Ever so chic, the quintessential Tom Ford woman strides through summer and winter alike in stiletto sandals, whether enveloped in sumptuous fur coats and navy pea coats adorned with golden buttons or glamorous evening gowns. As a confident working woman, her wardrobe boasted an impressive array of three-piece suits with wide-lapel jackets, alongside sexier ensembles featuring mini-skirt suits or micro-short ensembles.
She has an affinity for leather, a sentiment echoed by her male counterpart, whom Peter Hawkings introduced to the runway for the first time on Thursday evening. Coats, particularly in lamb skin, vinyl, or crocodile, along with form-fitting trousers and bustiers, clung to her frame like a second skin. Black suited her splendidly, especially when she draped herself in opulent velvet creations, punctuated by chunky golden bracelets and necklaces, or more provocative mesh ensembles.

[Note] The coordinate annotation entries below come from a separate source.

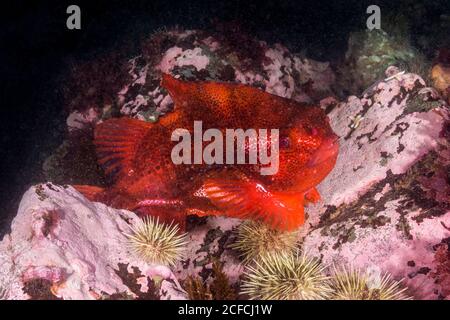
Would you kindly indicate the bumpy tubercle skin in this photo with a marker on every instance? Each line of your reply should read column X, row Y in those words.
column 138, row 155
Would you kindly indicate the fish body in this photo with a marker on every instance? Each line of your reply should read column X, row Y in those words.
column 137, row 155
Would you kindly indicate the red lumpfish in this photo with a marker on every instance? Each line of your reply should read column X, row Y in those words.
column 137, row 155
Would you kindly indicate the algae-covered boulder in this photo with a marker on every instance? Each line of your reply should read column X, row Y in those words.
column 62, row 246
column 386, row 204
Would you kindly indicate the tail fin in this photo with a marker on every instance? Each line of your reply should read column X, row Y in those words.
column 116, row 142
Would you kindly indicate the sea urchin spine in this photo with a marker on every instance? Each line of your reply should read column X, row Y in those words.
column 350, row 284
column 254, row 239
column 286, row 277
column 156, row 242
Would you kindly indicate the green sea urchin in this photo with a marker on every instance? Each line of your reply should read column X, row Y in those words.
column 156, row 242
column 350, row 284
column 286, row 276
column 254, row 239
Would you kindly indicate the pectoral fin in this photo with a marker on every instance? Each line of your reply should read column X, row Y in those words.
column 250, row 200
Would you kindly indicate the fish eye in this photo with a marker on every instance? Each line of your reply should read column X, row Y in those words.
column 284, row 142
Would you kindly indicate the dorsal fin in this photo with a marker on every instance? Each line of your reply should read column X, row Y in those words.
column 116, row 142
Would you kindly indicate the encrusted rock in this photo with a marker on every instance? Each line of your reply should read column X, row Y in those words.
column 386, row 203
column 62, row 246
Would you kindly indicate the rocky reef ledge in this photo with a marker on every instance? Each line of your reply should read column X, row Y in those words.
column 385, row 208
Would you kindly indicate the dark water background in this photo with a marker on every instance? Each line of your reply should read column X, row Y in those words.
column 37, row 50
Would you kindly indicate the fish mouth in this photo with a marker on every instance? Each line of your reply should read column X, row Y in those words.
column 328, row 150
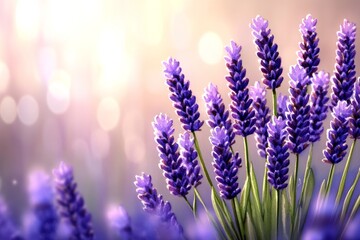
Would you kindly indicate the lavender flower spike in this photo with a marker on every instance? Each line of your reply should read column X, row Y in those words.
column 337, row 133
column 189, row 158
column 154, row 203
column 309, row 50
column 225, row 163
column 282, row 101
column 241, row 104
column 218, row 116
column 298, row 115
column 175, row 173
column 344, row 74
column 278, row 155
column 258, row 94
column 268, row 53
column 355, row 117
column 71, row 203
column 318, row 104
column 182, row 97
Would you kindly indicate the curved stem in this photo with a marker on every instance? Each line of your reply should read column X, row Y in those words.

Meanwhile, at MM6, the same fervor permeated the air, albeit projected onto a more contemporary, almost futuristic realm. Clad in seemingly endless black ensembles or golden thigh-high boots, embracing their legs up to their thighs, the models exuded a Catwoman allure, with their gaze veiled behind oversized black or red sunglasses.
Always on the move, navigating between sleepless nights and bustling days, hopping from one plane to another, they armed themselves with leather travel pillows or cushions, fashioning tops and mini-dresses from their very pillowcases, a testament to their resourcefulness and adaptability.

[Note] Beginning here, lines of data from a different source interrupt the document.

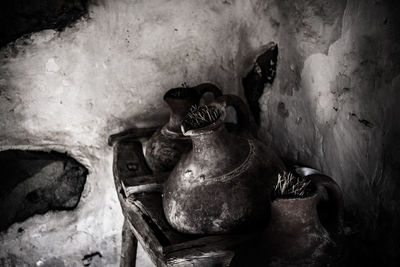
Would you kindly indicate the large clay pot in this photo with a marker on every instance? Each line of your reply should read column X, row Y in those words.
column 296, row 236
column 224, row 183
column 167, row 144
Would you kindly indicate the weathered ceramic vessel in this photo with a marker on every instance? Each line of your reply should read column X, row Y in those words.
column 165, row 147
column 303, row 231
column 224, row 183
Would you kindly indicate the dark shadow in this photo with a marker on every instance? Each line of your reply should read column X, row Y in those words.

Maison Margiela’s contemporary line continued to push the boundaries of sartorial convention, juxtaposing traditional garment construction with avant-garde deconstruction. Sleeveless men’s jackets, elevated at the shoulders, were repurposed as mini-dresses, while armholes in coats allowed arms to slip out. Quilted jackets or classic models were worn inside out and buttoned at the back, revealing their silky and colorful linings that transformed these sleeveless pieces into elegant evening gowns.
Playful details complemented this quirky wardrobe. For instance, zippers diagonally crossed garments in the most unexpected places (at the back, across the chest, on the front and bottom of trousers). The top of a jacket lapel was adorned with two eye-shaped pins and a safety pin holding a key. Frayed linings peeked out from some tops, while several knit pieces were torn, unraveling in places.

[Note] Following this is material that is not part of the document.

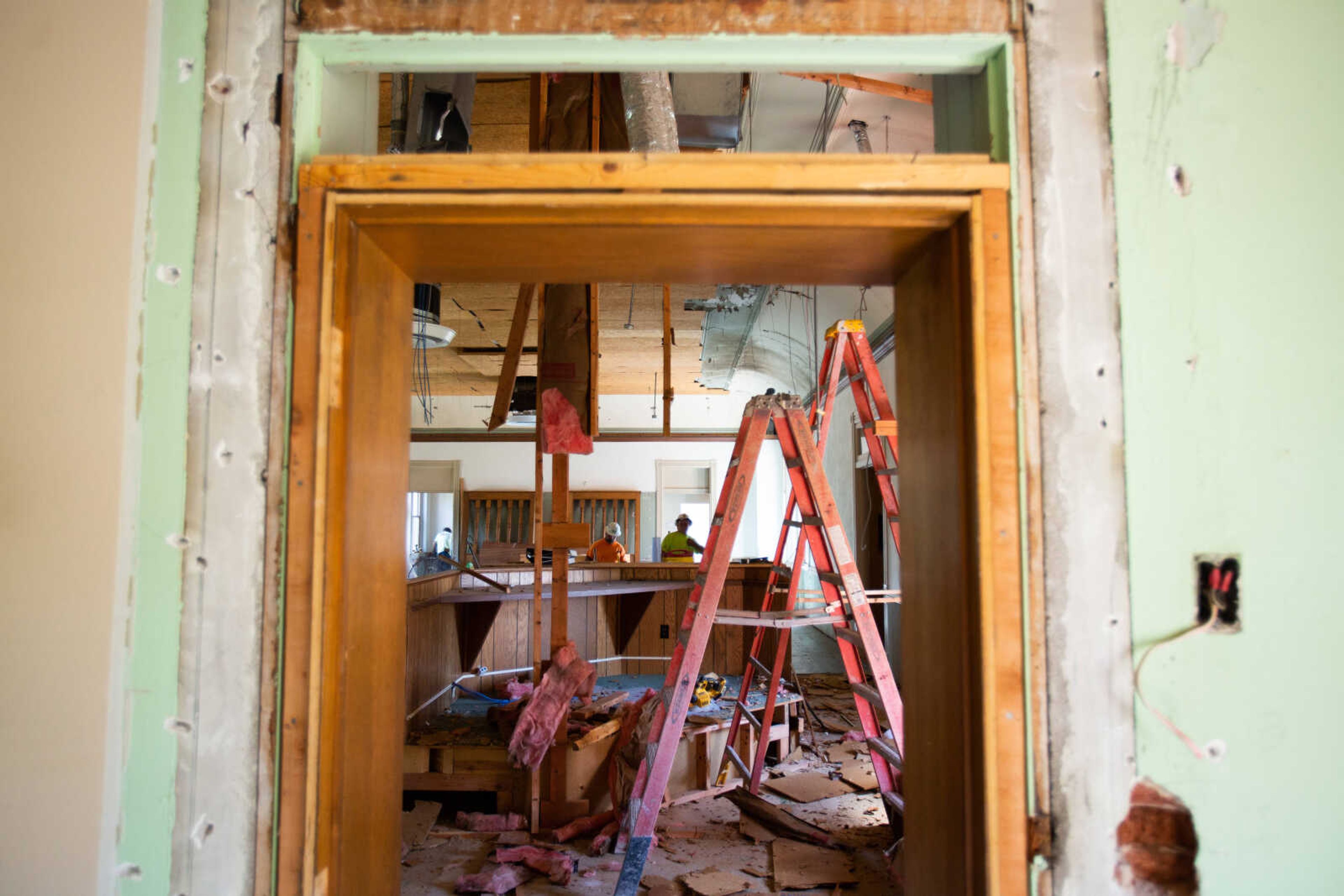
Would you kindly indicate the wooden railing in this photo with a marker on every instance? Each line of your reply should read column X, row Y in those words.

The show also unveiled a series of footwear created in collaboration with Dr. Martens.
At Emporio Armani, sophistication met ease, with pieces that harmoniously blended tailored refinement and casual nonchalance via a dark palette of blacks, grays, blues, and greens, accented with touches of purple. Classic gray wool pants were paired seamlessly with satin jackets, faux fur coats, or soft blue or green mohair sweaters. Nylon pants, reminiscent of ski trousers, offered practicality for rainy days, while tunic blouses replaced traditional shirts. The three-piece suit alternated with feminine velvet ensembles and ethereal tulle skirts, adding versatility to the collection.
Ultimately, the youthful line of the Italian luxury house struck a delicate balance between wearable everyday fashion and understated sophistication, maintaining a sense of freshness with a poetic undertone. This sentiment was epitomized in the show’s finale, where models adorned in dark evening attire, illuminated by glimmering stars and crescent moons, traversed the runway amidst a flurry of snowflakes, sheltered beneath oversized umbrellas.
Reflecting on the collection, Giorgio Armani remarked, “I aimed for consistency in crafting garments that are not only visually striking but that are also wearable. While the collection featured some hints of extravagance and spectacle, every piece remained highly adaptable. Though masculine influences such as coats may have been featured, my designs are inherently feminine at their core.”